Ho aspettato qualche giorno dopo aver terminato il libro a scrivere di La ricreazione è finita di Dario Ferrari. Una delle ragioni è che Ferrari, nato nel 1982, laureato in filosofia a Pisa e poi ricercatore con tesi di dottorato, rappresenta una delle possibili strade che non ho percorso (in tutte le interpretazioni della poesia di Frost che volete); ho infatti un paio d’anni più di lui e una laurea in storia. Il romanzo di Ferrari narra di un dottorato in Lettere dedicato all’opera letteraria di un terrorista viareggino, Tito Sella. Anche la struttura del romanzo ricalca in apparenza i tre anni di questo percorso con un prologo e un epilogo. Chi si è imbarcato in una carriera universitaria post-laurea potrà confermare o meno tutto quello che Ferrari racconta del mondo accademico italiano, calcando molto, ci si augura, sul grottesco con immediata efficacia comica.
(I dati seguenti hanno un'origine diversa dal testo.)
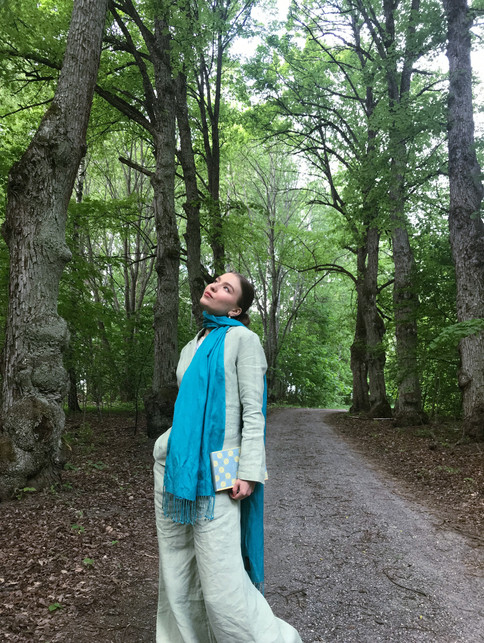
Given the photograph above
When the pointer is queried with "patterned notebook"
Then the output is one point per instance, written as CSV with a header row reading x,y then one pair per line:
x,y
225,465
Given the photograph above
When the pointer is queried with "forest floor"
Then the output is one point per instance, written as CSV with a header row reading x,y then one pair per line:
x,y
78,562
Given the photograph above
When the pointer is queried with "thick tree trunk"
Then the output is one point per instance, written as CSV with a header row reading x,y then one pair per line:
x,y
359,365
159,403
192,204
375,329
40,185
367,352
408,407
465,223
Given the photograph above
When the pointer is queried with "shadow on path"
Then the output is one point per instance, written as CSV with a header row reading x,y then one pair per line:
x,y
348,558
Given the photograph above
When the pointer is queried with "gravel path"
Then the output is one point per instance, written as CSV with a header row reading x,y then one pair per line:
x,y
350,559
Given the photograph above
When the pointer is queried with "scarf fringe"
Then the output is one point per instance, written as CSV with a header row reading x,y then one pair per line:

E si potrebbe interpretare così la fiction di Ferrari, la descrizione minuziosa di un ambiente lavorativo a beneficio zero per la società (tutti massimi esperti di nicchie culturali fini a se stesse), dove contano i rapporti di forza tra i professori, ex giovani degli anni settanta nati una generazione prima dei ricercatori, al sicuro nelle loro posizioni di privilegio, sia economico sia sociale, mentre i trenta/quarantenni di oggi rimangono se va bene precari a vita o se va male stritolati dal meccanismo. Quanti anni si può stringere i denti attendendo un posto sicuro all’università? Perché confidare nel riconoscimento del merito se Marcello, il protagonista di “La ricreazione è finita”, per primo beneficia forse di una borsa di studio per caso, per un calcolo sbagliato? Non era a questo punto meglio il mondo di ieri, quello dove la rivoluzione si tentava di farla davvero?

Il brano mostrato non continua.